The inter-bank lending rate has attained a new importance in the credit crunch - and has a feed on the popular micro-blogging site as a result.
One of the most keenly-watched market measures in global finance is to get a Twitter feed of its very own, banks announced today.
LIBOR - otherwise known as the world's most important number - is to be updated by the British Bankers' Association (BBA) on the micro-blogging website each afternoon. This will make it easier for observers to check for fluctuations in the rate, which measures the interest charged by banks when they lend to each other over the short term.
The rate achieved special prominence in 2007, with the onset of the credit crunch.
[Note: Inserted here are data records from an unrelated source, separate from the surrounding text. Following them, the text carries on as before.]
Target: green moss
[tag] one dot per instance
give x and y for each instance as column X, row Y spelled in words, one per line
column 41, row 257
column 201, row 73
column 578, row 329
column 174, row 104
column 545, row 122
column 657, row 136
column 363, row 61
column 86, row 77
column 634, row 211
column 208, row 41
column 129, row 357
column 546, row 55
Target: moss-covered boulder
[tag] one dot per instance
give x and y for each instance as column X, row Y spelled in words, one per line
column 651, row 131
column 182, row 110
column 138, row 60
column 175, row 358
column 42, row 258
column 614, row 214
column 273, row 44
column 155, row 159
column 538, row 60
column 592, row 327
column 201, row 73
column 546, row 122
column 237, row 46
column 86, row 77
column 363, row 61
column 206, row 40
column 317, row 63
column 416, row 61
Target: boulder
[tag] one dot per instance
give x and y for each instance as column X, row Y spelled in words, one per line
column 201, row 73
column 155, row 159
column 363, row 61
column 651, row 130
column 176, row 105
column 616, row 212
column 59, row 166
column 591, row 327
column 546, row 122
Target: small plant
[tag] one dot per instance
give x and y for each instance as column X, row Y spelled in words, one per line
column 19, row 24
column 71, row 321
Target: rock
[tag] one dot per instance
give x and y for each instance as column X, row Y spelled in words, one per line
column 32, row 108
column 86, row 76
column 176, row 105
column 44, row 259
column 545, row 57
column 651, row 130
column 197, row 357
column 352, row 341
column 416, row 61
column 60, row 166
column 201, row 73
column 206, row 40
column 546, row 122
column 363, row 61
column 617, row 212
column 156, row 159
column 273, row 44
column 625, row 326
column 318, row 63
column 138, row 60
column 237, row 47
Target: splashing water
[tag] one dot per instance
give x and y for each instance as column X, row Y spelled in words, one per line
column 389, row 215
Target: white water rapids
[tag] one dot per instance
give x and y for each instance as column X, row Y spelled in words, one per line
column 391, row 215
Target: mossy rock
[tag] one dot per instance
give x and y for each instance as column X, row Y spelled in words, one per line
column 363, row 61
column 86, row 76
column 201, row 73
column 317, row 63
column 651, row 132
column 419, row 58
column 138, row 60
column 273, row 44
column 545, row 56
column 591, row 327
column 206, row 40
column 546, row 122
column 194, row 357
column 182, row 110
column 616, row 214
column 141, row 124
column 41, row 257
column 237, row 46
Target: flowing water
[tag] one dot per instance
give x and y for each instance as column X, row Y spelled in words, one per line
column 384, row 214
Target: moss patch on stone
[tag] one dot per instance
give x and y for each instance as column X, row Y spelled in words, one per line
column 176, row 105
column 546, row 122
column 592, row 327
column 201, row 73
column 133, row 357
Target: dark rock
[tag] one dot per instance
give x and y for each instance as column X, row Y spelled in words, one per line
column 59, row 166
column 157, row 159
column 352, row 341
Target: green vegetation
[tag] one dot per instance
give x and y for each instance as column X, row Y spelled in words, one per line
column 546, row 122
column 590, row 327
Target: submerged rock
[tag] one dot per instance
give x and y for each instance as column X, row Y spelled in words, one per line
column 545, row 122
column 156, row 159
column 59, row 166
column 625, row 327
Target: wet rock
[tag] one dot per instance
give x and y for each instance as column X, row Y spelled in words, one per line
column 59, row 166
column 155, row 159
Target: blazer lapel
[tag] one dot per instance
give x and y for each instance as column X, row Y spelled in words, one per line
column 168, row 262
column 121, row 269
A very sharp rise in LIBOR, when compared with the Bank of England's base rate, signalled that banks had become much less willing to lend - as fears about the financial crisis spread.
In this way, the increased "spread" - the gap between the rates - has become a key indicator of how bad the freeze on inter-bank lending has become. Banks charging more to loan money to other banks are showing that they are worried about whether or not they will get the money back - meaning that they think the crisis is still bad.
However, banks also reduce their rates when they become confident that conditions are improving - resulting in a concurrent drop in LIBOR. Prior to the beginning of the crisis, for example, the inter-bank rate was almost identical to the Bank base rate as the economy boomed.
LIBOR also has a more direct impact on consumers whose mortgages are directly linked to the rate.
John Ewan, the director for BBA LIBOR, said: "Only 18 months ago LIBOR was virtually unknown to the public: only economists followed its daily moves. Today it is as well-known - and as keenly watched - as the Bank of England's base rate, since so many loans are linked to it."